# Production Numbers?



## SPICERED2006 (Oct 7, 2007)

Does anyone have production numbers for 2004, 2005 and 2006 GTO's?


----------



## GOATTEE (Nov 30, 2006)

Go to the Search function on this forum and type in *Production Numbers *you will find it from previous post. I believe the total for all 3 years is around 45K.


----------



## macgto7004 (Jul 22, 2007)

SPICERED2006 said:


> Does anyone have production numbers for 2004, 2005 and 2006 GTO's?


Here you go:
http://www.ls1gto.com/forums/faq.php?

Russ


----------



## Red Bearded Goat (Mar 19, 2007)

Both above are correct ways to obtain what you seek. In the past I've posted up the production numbers for the 05 and 06 GTO's on this forum after finding them on ls1. Total for all 3 years was on the plus side of 44k, or somewhere under 45k depending on which way you prefer to look at it.


----------



## GTO JUDGE (May 14, 2005)

*This site will provide you with total productions of ALL GTO's ever made.

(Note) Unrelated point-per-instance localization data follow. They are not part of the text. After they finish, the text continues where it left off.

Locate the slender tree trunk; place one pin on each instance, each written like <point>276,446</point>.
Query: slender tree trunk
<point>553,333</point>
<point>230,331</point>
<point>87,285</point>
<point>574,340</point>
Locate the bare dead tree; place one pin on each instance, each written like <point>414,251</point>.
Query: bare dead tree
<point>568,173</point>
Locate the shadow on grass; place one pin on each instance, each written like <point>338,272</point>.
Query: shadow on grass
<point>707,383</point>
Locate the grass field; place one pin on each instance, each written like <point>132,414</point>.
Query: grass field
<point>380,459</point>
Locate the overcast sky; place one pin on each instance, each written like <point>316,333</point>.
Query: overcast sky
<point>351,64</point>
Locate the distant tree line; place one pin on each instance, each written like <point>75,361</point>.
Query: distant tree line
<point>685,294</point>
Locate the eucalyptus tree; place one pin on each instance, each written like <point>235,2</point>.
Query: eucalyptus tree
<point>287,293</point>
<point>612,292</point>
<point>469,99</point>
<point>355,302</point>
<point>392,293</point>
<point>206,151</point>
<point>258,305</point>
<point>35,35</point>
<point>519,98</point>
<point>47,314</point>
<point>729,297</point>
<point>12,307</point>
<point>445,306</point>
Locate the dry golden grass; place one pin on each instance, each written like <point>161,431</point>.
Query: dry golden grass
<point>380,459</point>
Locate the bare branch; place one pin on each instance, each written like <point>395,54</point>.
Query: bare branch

2004-2006 = 40,745 total Units produced. 

Total GTO's produced= 555,542

I see NO Humblers are counted in there. I wonder if any made it out into the public. *

http://www.gtoalley.com/procodes.html


----------



## Tacmedic (Feb 24, 2006)

*That's more than I thought....*

..and makes my V-8 SHO seem rare. They only built 19,000 96-99. Anyone want to buy it? I can't give it away.:lol:


----------



## macgto7004 (Jul 22, 2007)

GTO JUDGE said:


> *
> I see NO Humblers are counted in there. I wonder if any made it out into the public. *
> 
> http://www.gtoalley.com/procodes.html


From Wikipedia:

_A new and short-lived option for 1970 was the Vacuum Operated Exhaust (VOE), which was vacuum actuated via an underdash lever marked "EXHAUST." The VOE was designed to reduce exhaust backpressure to increase horsepower and performance, but it also substantially increased exhaust noise. The VOE option was offered from November 1969 to January 1970. Pontiac management was ordered to cancel the VOE option by GM's upper management following a TV commercial for the GTO that aired during Super Bowl IV on CBS January 11, 1970. In that commercial, entitled "The Humbler," which was broadcast only that one time, a young man pulled up in a new GTO to a drive-in restaurant with dramatic music and exhaust noise in the background, pulling the "EXHAUST" button to activate the VOE and then left the drive-in to do some street racing. That particular commercial was also cancelled by order of GM management. Approximately 230 1970 GTOs were factory built with this rare option. A few mufflers have been "Hand-made" for the remaining cars; this occurred in 2006 and 2007._

Being Wikipedia, you must draw your own conclusions about the factuality of it.

Russ


----------



## GTO JUDGE (May 14, 2005)

*I read that too... 

You know I have one though..... LOLOL.... 

Too bad it's only 1:18 and not 1:1.... LOLOL. 
I looked at the underbody and do not see the VOE lines as you inquired about. I will try and remember to bring it to the meeting Sunday.*


----------



## SPICERED2006 (Oct 7, 2007)

THANKS FOR THE INFO....does any one know which year had the least?


----------



## macgto7004 (Jul 22, 2007)

SPICERED2006 said:


> THANKS FOR THE INFO....does any one know which year had the least?


In order from most to least:

04 = 15740
06 = 13948
05 = 11069

Rarest of all = 05 QSM/Red A4 18s = 15
Most Common = 04 PBM/Black M6 = 1711
Russ


----------



## SPICERED2006 (Oct 7, 2007)

Thanks....my bet was on the yellow 2005 with 18's


----------



## macgto7004 (Jul 22, 2007)

SPICERED2006 said:


> Thanks....my bet was on the yellow 2005 with 18's


That would have been a pretty safe bet.

But, second rarest would be 05 IBM/Black A4 18s = 20
Next would actually be any 05 w/BZJ Flat Hood option = 24
Then, 05 YJ/Black A4 18s = 35

There are some rare combos out there.

Russ


----------



## b_a_betterperson (Feb 16, 2005)

Russ, is there any way to identify a real BZJ 05 from one that had an 04 hood installed on it? From what I can tell, there isn't any way to determine that by the VIN.


----------



## macgto7004 (Jul 22, 2007)

b_a_betterperson said:


> Russ, is there any way to identify a real BZJ 05 from one that had an 04 hood installed on it? From what I can tell, there isn't any way to determine that by the VIN.


Good point. I have no idea. I would think that you would have to have the original window sticker in order to be sure.

A little off topic, but I was talking to another club member the other day and he was telling me that some of the cars have a suffix after the paint code to identify variations in the color. Thought that was pretty awesome of our friends from Oz to be thoughtful enough to include that!

Russ


----------